Monday, May 14, 2012

The Good Earth

"When we change a person's relationship to their food, 
we change them and their world together."

For a long time, I've wanted home grown vegetables on my table.  Not just from the store in a bag that says, "Farm Fresh". The real kind that come straight from your own garden.  We love going to the local Farmer's Market, and to pick our own strawberries, but there's always been a part of me that longs for the farm life on a daily basis.

While my desire is completely sincere, my available time to plant, weed, and tend to a garden is pretty much non-existent.  Maybe some day it'll be a reality, but right now, it's a faint notion of a grand idea.  A while back, I was reading in Organized Simplicity and I loved this quote...

"Growing a vegetable garden can be a cheap way to fill our bodies with good things, but who has the time to weed and hoe and water and fertilize when there's dry cleaning to pick up?  Simplifying your life is meant to make things better, not worse.  It's about choices - about saying no to the things in your life that aren't the best so that you are free and available to say yes to those things you truly want." (Tsh Oxenreider)

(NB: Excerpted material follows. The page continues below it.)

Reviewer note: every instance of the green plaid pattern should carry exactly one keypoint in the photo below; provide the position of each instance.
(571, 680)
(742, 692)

I can't tell you how freeing those words were.  I felt the freedom to say, "Ok, I don't have to have a garden to live simply!"  One day, I might be able to, but for now, a huge garden just isn't a reality.  For some reason I'd always struggled with this picture of "One day, when my life is simplified and wholistic {and basically perfect in every way}, I'll have a garden and grow my own food." Now, yes, in a perfect world that would be wonderful.  But, with a full time business, and my sweet family needing my time and energy, the gardening goes out the window.

However, eating home grown food doesn't have to.

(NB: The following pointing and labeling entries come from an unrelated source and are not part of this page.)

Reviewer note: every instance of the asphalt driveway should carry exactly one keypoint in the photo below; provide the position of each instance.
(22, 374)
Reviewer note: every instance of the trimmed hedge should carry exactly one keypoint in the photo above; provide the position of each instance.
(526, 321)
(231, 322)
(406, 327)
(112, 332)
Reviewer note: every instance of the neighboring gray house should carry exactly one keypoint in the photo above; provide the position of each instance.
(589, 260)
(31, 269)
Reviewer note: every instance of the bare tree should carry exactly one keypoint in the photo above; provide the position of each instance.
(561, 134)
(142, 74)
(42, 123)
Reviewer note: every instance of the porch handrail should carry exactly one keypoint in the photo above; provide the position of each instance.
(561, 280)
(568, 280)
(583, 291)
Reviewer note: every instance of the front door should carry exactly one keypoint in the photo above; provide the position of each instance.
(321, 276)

Some friends of ours that go to our church have a family owned and operated farm, and this year, we have begun being a part of their CSA, or community supported agriculture .  Each week, it has been so neat to have their produce that they have grown on our table.  We are supporting their business, and their family, as well as having fresh, locally grown food each week.  It fulfills both needs beautifully, without feeling the frustrating shame of not getting to a garden, one more year.

It's such a small way to feel connected to our community and our local farms, but it feels right.  It might be partly because of what my husband has been studying and supporting for the last several years, but I've loved knowing where my food is coming from, and feeling like there's a point to why I'm not the one growing it, though it's still straight from the ground.

I think the point of what I've been feeling is to simply be connected to one another, and to what is going on around you.  It sounds big and lofty, but I've found more and more how it really is quite simple.  I've been wanting to write a post for a while about it, and haven't known how to put it all together.  But, it seems like the more that we are involved in our own communities, the more we are compelled to play a part of something bigger.  Something more real, and forgive the pun, but organic.  I love seeing how we each have a part to play, and a story to share.

This is a great time to see what farms you have in your own area.  Check out your local farmers market, or go online to Pick Your Own and see where you can pick your food straight from a local farm.  Sometimes you might have a little drive out in the country, but it's well worth the distance.

Saturday we went to our favorite spot for fresh picked strawberries (Rudd Farm) and picked our first batch of berries for the year.  Tonight I'll be making a super easy Strawberry Shortcake for dessert...I'll be sure to share the recipe if I like the way it turns out!